The morality police, who seem self-appointed and always watching, and the ways in which their surveillance and drug addiction are compared and paralleled is both brilliant and horrifying. Highlighting the ways in which humans in their most vulnerable states reach out for comfort is the narrative glue that holds this story together. The ways liberal families and ideas are masked and protected like the most valued secrets, the graphic and sensual acts of love, and also of hate, and the constantly shifting family dynamic that mimics a constantly shifting political presence are all clearly portrayed by stunning performances by three young actors: Reza Sixo Safai (Mehran), Nikohl Boosheri (Atafeh), and Sarah Kazemy (Shireen).

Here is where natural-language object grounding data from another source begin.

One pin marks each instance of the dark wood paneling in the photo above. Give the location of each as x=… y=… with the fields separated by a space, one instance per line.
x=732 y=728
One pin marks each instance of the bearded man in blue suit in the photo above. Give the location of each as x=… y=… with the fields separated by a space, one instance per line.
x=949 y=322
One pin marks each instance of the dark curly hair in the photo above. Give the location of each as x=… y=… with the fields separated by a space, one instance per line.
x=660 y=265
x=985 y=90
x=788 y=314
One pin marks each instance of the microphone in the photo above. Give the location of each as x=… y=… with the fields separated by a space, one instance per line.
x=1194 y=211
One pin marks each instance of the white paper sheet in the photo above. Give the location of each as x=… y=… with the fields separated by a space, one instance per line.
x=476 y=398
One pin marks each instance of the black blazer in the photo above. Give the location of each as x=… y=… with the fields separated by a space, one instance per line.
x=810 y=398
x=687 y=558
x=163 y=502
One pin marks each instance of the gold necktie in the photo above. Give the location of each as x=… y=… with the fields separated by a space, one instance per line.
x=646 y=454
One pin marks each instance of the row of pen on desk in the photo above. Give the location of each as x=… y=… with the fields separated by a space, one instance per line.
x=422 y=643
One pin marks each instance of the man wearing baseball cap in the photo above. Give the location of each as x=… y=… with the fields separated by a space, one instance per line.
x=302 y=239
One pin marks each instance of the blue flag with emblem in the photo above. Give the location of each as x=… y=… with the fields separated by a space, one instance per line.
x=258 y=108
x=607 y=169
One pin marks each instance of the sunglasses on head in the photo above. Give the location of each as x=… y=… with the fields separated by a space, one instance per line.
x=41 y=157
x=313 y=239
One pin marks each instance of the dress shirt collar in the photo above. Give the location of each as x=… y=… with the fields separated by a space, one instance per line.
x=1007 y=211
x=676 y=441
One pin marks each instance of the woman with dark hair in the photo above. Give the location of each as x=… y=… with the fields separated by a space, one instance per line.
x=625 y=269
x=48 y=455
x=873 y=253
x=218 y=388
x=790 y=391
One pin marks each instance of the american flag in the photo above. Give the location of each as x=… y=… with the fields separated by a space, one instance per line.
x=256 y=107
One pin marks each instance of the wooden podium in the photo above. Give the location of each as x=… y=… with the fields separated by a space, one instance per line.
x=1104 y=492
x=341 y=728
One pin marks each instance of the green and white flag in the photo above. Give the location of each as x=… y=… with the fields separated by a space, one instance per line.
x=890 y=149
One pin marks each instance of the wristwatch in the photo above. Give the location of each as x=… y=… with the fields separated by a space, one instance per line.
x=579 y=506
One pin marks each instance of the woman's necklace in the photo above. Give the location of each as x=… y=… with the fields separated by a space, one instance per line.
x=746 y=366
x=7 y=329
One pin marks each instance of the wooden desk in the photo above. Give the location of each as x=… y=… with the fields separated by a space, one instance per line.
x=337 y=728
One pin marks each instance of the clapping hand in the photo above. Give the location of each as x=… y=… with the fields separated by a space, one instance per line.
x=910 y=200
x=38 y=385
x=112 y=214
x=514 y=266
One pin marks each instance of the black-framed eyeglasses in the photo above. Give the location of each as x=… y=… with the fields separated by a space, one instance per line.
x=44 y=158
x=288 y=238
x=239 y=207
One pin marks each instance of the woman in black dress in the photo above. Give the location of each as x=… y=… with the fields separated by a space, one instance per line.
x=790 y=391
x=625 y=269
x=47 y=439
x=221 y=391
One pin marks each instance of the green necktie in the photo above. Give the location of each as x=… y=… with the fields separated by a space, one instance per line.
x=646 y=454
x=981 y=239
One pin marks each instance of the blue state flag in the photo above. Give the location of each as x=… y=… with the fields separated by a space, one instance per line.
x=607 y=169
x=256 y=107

At the heart of this film is a star-crossed love story. Atafeh and Shireen are two young women in love, trying to navigate the boundaries of what is possible and realistic. Both women are betrayed by Atafeh’s brother, who then blackmails Shireen into marriage. Maybe most importantly, this film has dozens of truly memorable scenes and imagery. Almost poem-like in its construction, Circumstance’s shifting landscapes from wealthy home, to school, to city, to beaches and water, to underground night life, to hiking the mountains, to undeveloped land overlooking the city, and back to confines of “home,” provides just the right momentum for appropriate disorientation.
For me, this movie is also very much about escape. Escape from drugs, escape from societal expectation, from laws, from what is deemed right, from marriage, from family, and from self. After I spent a summer studying in Dubai in 2006, I was a bit heartbroken, although understood why Dubai, U.A.E. is portrayed as somewhat of a “promised land,” a place of freedom where anything is possible. When in fact, this (to me) seems such a small step towards “freedom,” which of course calls into question our most likely very different contextual definitions of freedom. At the beach, the father turns to his family and says in regards to swimming, “one day we can all go in together.”
There is a graphic scene of spousal rape, and many other other scenes of two women desperately trying to find and connect with each other physically and emotionally. There is a scene at Shireen and Mehran’s wedding party where the roles of wife are clearly defined by Mehran when he says to his father in regards to the women singing in public (which is actually the privacy of their own home): “You control your daughter; I’ll control my wife.” The symbolism of a prodigal son and prayer; the objects of a carefully passed paper swan, surveillance cameras and technology; and the motifs of rehabilitation, religion, and rebirth all add up to a visually stunning, orgasmic, heartbreaking experience.
I say this project is brave because it is groundbreaking. The people who made this film and participated in its creation are incredibly courageous and cannot return to Iran. In fact, most of the film was shot in Lebanon. I am in awe of, and so very grateful to be able to support such amazing human beings and projects, and I hope you will join me in seeing this film and making it a part of our academic and social dialogue.
As my friends and I walked out of the dark theater and onto the bright streets of Arlington, Virginia after seeing the film, I asked if we could all hold hands and take a moment to be grateful that we lived in a place where we could not only openly see this movie and discuss it in public, but also openly express our love for each other however we may choose to do so. With tears, and also laughter, and perhaps only for a few moments, we were a circle of women holding each other up.